After three years of silence, Just-Ice returns to release a studio album, his fifth one. Kurtis Mantronik produces the first five tracks, O.C. Rodriguez produces the last five, for a total of ten cuts and no guests.
The guy is still uninspired, perhaps less inspired than three years ago, and he's still behind its times: gangsta rap has exploded, and he finds himself ape a few thug bars over these boring and simplistic beats. Musically, it's not horrible, Mantronik committed himself in the opening cut, with an interesting hip house / electro beat with sci-fi vibes, but the rapper delivers with a slow and light-hearted style enough to make your arms going to drop off.

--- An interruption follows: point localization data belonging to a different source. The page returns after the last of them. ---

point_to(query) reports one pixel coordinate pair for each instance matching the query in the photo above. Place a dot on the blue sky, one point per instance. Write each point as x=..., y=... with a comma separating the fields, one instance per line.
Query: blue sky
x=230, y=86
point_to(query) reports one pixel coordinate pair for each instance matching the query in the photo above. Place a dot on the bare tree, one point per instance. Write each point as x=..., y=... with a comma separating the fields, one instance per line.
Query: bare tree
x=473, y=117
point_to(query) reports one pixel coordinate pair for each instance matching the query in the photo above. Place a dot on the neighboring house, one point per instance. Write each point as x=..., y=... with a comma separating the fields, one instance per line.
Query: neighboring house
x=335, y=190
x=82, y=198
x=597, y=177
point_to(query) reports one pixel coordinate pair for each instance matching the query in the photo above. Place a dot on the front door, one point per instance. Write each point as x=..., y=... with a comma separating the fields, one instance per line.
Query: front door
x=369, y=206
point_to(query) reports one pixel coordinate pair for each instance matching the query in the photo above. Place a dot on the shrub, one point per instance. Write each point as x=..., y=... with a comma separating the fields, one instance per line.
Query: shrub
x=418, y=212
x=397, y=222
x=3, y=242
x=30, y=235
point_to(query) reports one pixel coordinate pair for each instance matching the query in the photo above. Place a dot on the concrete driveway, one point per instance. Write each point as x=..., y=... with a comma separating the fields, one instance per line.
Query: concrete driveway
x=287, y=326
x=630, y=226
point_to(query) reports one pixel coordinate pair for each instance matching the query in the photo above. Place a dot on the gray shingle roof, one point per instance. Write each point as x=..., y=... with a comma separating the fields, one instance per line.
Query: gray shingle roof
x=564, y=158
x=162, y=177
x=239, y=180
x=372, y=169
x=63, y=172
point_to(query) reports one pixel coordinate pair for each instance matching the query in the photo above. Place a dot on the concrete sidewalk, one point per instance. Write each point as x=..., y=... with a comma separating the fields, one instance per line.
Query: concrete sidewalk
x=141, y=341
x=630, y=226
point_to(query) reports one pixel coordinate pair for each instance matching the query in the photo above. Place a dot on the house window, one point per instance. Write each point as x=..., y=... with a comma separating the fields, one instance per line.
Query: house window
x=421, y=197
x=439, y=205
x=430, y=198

The rest of the production is as lazy and elementary as the delivery of Just-Ice, which repeatedly attempts the reggae-raggamuffin crossover ("Girls N Guns", "Give Mi Pas", "That the Way I Feel", "Informer Fi Dead") without success. Rodriguez's production is as mediocre as Mantronik's one, same minimal rhythms, same drums. It's a really poor product, which is why big compliments should be made to the independent label Savage Records who managed to promote the album well and make it into the hip-hop album chart. As a final reflection, I just write that it's worrying that this guy wanted to make more records after "Masterpiece", one of the worst albums of 1990. 4/10.